Mr. Rubenstein, whose head is still cleanly shaven and is more well built than we remember, was getting ready to head down to the fair. “Art Platform is my springboard,” he told us. He’ll be showing the work of the young L.A. artist Zoe Crosher, and he said that he had already sold work to collectors before the fair had opened.
He is preparing to open a gallery in Hollywood early next year, and we asked how he was preparing. “I spent a lot of time with writers, critics and curators to hear their perspectives,” he said. “To some extent, I’d like to say that I wanted to avoid repeating Hillary Clinton’s initial mistakes with healthcare, where she tried to bully her vision; she was far more successful when she went upstate and listened. I’ve tried to listen.”
Other New York galleries have tried to make it in the West recently. The Upper East Side-based L&M Arts, for instance, has set up shop, and Chelsea’s Matthew Marks is planning a gallery. “There are superb galleries that are expanding and experimenting simultaneously, and they will do it well,” Mr. Rubenstein told us. “But they are toes in the water compared to what I’m doing.”

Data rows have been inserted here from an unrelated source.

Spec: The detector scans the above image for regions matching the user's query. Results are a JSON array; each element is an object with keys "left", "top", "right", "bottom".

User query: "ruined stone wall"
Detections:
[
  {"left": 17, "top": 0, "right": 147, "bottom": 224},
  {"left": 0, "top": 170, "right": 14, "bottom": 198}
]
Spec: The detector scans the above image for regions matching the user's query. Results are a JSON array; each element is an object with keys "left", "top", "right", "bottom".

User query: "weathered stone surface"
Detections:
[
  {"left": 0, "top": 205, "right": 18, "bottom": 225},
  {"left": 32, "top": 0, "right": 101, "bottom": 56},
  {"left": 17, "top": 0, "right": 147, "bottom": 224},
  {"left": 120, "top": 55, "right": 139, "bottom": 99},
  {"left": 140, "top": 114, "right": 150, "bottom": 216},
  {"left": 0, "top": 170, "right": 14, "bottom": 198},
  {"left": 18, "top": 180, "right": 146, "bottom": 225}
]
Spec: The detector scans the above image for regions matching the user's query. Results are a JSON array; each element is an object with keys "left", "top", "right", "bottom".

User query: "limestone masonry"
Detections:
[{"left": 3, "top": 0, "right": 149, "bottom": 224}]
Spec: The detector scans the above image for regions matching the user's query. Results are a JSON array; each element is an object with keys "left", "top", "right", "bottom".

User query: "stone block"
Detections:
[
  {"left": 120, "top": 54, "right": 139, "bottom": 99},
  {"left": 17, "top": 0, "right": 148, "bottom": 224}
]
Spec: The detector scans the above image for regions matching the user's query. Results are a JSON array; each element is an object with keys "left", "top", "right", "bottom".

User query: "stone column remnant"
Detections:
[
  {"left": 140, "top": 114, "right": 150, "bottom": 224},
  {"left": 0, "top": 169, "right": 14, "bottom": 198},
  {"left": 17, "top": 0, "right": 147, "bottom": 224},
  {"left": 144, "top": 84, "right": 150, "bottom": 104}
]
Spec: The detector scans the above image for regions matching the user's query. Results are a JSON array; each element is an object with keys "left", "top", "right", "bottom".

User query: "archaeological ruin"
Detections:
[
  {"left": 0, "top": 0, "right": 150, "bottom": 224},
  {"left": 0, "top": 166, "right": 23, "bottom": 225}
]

Indeed, the dealer’s ambitions are huge. At the end of our talk, we walked into Mr. Rubenstein’s backyard, where he has a large grill and a pool with a slide—”To put it very simply, life is much better here,” he quipped, when we complimented him on the space—and he showed us a video that explained his plans for his building. It will be nearly 10,000 square feet and feature two separate gallery spaces, 30 parking spots and a rooftop garden that looks over to the Hollywood sign. Moving to Hollywood, he said, was important: “It’s a sexier place.”
Mr. Rubenstein told us that he knew that it would be difficult to succeed in an increasingly crowded playing field, but that he was prepared to work to gain collectors’ respect. “I know it is going to be an ongoing process of seduction,” he said.
It was time for Mr. Rubenstein to make his way downtown to the fair, and for us to head out to Venice. He showed us out through the garden, and we walked onto the sidewalk. “The marine layer has cleared!” he said smiling. It was a bright blue day, without a cloud in the sky. We set off down the street.
“Watch out!” the dealer called from behind us. “Someone forgot to clean up!” We looked down and jumped around dog droppings. “Good luck with your day!” he shouted as he walked back inside his garden.